California’s Housing Overhaul Brings Significant Changes for Landlords and Tenants in 2024

California Senate Bill 567, i.e., the Homelessness Prevention Act, which goes into effect on April 1, 2024, seeks to cap rent hikes at 10% and prevents landlords from evicting tenants without a legal cause. California Assembly Bill 12, i.e., the new residential security deposit law, which goes into effect on July 1, 2024, limits the amount landlords can charge for security deposits. Both bills were signed into law in 2023 by Governor Newsom, and while they signal new protections and legal benefits for tenants, the potential financial exposure for landlords is elevated.

Senate Bill 567

SB 567 changes the rules by which California property owners may remove tenants in certain instances. Effectively, this new law directly impacts two sets of property owners:

  1. Property owners and their close family members (i.e. spouse, domestic partner, children, grandchildren, parents, or grandparents) who plan to move into an occupied/leased property before the expiration of the lease term with the tenant.
  2. “Fix and flip” investors planning on substantially remodeling or rebuilding an occupied/leased property for resale.
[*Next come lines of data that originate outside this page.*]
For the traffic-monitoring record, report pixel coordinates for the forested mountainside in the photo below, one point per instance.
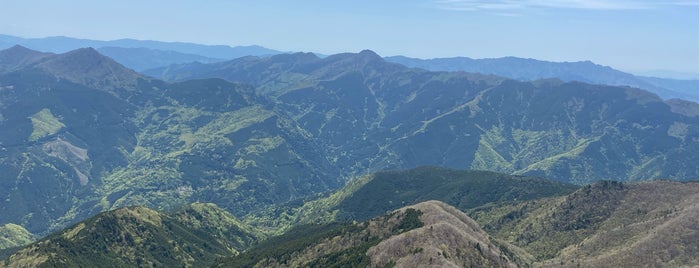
(81, 134)
(605, 224)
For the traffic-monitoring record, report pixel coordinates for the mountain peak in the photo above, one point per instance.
(88, 67)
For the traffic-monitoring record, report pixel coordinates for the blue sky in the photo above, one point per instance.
(633, 36)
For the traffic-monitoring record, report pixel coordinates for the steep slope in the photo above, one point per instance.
(606, 224)
(372, 115)
(531, 69)
(137, 236)
(57, 138)
(430, 234)
(378, 193)
(81, 134)
(87, 67)
(13, 236)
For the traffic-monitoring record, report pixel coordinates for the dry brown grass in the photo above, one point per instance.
(449, 238)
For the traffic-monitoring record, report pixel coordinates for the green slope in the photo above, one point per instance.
(136, 236)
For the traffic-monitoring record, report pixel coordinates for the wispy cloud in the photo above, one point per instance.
(511, 5)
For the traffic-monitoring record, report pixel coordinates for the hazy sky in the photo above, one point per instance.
(628, 35)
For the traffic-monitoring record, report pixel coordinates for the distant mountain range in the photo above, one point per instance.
(605, 224)
(583, 71)
(144, 55)
(267, 143)
(140, 54)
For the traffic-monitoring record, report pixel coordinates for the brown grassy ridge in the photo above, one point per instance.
(606, 224)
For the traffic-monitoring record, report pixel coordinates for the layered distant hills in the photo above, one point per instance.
(140, 54)
(272, 140)
(584, 71)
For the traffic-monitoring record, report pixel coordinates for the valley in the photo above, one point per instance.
(238, 162)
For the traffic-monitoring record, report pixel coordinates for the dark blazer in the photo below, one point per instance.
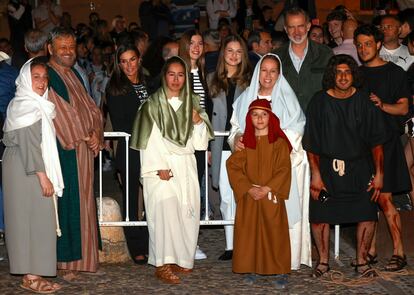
(309, 79)
(122, 111)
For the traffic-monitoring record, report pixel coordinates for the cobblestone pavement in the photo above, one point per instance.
(210, 277)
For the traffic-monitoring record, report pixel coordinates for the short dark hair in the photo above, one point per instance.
(35, 40)
(407, 16)
(254, 37)
(38, 61)
(296, 11)
(119, 83)
(58, 32)
(336, 15)
(391, 16)
(369, 30)
(329, 77)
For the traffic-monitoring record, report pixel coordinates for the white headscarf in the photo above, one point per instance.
(25, 109)
(285, 104)
(286, 107)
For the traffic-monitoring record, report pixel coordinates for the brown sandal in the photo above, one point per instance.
(178, 269)
(368, 272)
(39, 285)
(68, 275)
(317, 272)
(165, 274)
(396, 263)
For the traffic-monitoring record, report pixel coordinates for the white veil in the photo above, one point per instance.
(285, 104)
(25, 109)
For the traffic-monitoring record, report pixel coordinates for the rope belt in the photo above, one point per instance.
(339, 166)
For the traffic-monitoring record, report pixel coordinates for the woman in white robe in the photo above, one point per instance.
(292, 121)
(168, 129)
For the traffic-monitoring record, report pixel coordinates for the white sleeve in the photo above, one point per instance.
(154, 157)
(211, 12)
(200, 137)
(232, 8)
(234, 131)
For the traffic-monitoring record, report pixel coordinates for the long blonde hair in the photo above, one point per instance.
(242, 75)
(184, 49)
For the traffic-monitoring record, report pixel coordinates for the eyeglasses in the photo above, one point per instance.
(386, 27)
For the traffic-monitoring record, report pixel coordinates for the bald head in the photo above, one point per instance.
(348, 28)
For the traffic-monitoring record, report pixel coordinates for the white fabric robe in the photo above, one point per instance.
(173, 206)
(292, 121)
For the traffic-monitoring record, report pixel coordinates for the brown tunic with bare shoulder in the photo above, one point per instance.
(261, 236)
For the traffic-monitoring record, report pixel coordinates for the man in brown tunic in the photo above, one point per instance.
(78, 125)
(260, 177)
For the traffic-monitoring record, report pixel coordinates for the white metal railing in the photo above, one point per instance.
(127, 222)
(205, 221)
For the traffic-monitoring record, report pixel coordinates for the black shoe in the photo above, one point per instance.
(141, 261)
(227, 255)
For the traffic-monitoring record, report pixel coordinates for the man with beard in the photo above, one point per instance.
(304, 61)
(391, 49)
(78, 126)
(389, 91)
(343, 138)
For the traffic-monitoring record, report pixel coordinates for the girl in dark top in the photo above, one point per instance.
(125, 93)
(191, 50)
(230, 79)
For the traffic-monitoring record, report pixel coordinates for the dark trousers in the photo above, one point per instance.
(136, 236)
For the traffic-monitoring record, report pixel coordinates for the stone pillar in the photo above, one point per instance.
(114, 247)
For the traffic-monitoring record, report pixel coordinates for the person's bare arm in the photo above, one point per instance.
(376, 182)
(316, 179)
(40, 24)
(399, 109)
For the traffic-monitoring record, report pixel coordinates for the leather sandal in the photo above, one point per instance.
(39, 285)
(178, 269)
(371, 260)
(317, 272)
(396, 263)
(165, 274)
(368, 272)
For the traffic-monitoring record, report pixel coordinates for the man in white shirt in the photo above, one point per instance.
(47, 16)
(391, 49)
(304, 61)
(218, 9)
(348, 47)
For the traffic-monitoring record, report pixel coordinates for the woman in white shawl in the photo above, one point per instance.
(33, 176)
(268, 82)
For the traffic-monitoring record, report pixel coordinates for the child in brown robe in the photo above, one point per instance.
(260, 177)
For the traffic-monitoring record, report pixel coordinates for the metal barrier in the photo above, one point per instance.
(205, 221)
(127, 222)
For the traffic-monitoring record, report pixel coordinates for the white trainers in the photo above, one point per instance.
(200, 254)
(107, 165)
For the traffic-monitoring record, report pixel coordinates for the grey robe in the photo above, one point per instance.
(30, 225)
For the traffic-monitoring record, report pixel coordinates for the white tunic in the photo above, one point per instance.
(173, 206)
Under the current law (California Civil Code § 1946.2), after a tenant has continuously and lawfully occupied a residential property for 12-months, the landlord is prohibited from terminating the tenancy without “just cause.” In fact, the “just cause” must be stated in the written notice to the tenant for the termination of the tenancy to be effectuated. Of note, existing law distinguishes between “at-fault just cause” and “no-fault just cause,” wherein “no-fault just cause” has nothing to do with the nonpayment of rent and/or criminal activity on premises, but rather is defined as:

  1. the intent to occupy the premises by the owner and/or the owner’s spouse, domestic partner, children, grandchildren, parents, and/or grandparents;
  2. the withdrawal of the residential real property from the rental market;
  3. the owner complying with specific government orders that necessitate vacating the real property; or
  4. the intent to demolish or to substantially remodel the residential real property.
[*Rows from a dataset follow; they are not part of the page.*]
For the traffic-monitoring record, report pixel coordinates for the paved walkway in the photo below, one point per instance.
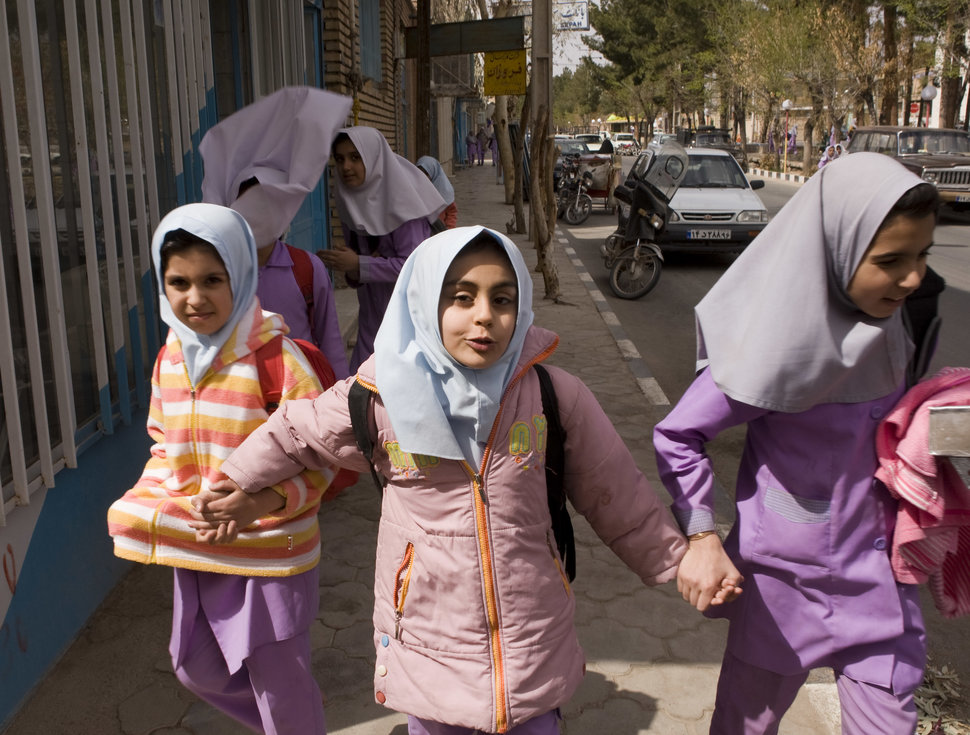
(652, 660)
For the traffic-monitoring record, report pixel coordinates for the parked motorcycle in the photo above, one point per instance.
(574, 204)
(631, 252)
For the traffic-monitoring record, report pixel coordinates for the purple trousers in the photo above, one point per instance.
(751, 701)
(547, 724)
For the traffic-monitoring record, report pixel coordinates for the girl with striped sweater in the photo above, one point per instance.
(246, 581)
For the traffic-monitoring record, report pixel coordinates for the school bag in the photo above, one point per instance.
(303, 273)
(358, 401)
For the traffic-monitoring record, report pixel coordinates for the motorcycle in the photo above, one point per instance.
(574, 204)
(631, 252)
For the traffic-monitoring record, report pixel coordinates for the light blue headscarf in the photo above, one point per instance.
(233, 240)
(437, 406)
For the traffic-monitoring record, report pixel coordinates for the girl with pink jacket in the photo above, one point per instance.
(473, 614)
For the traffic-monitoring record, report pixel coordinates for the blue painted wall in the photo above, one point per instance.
(69, 568)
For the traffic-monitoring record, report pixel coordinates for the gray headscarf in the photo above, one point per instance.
(779, 330)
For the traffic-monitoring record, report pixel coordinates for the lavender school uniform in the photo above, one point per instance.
(811, 538)
(279, 292)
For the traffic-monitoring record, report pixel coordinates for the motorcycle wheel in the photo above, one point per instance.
(578, 211)
(635, 274)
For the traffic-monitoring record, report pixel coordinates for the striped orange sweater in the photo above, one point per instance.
(194, 430)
Regarding an eviction based on an intent to occupy, the new law now requires the owner and/or the owner’s family member(s) under such a scenario to occupy (i.e., move into) the residential real property within 90-days for a minimum of 12 continuous months, and to use the property as the person’s primary residence. Historically, it was quite simple for property owners to use the “move in” provision under the law as an excuse to evict a tenant that they did not like or as a means to increase the rent by evicting the old tenant and moving in a new tenant who was willing to pay a higher rent. There were no specific guidelines and/or restrictions in this regard. But now, a strict timeline regarding personal occupancy has been codified into law, the violations of which could result in financial exposure for the property owner including, but not limited to, a civil monetary award to the tenant with potential for treble damages (3-times the actual damages amount) and punitive damages.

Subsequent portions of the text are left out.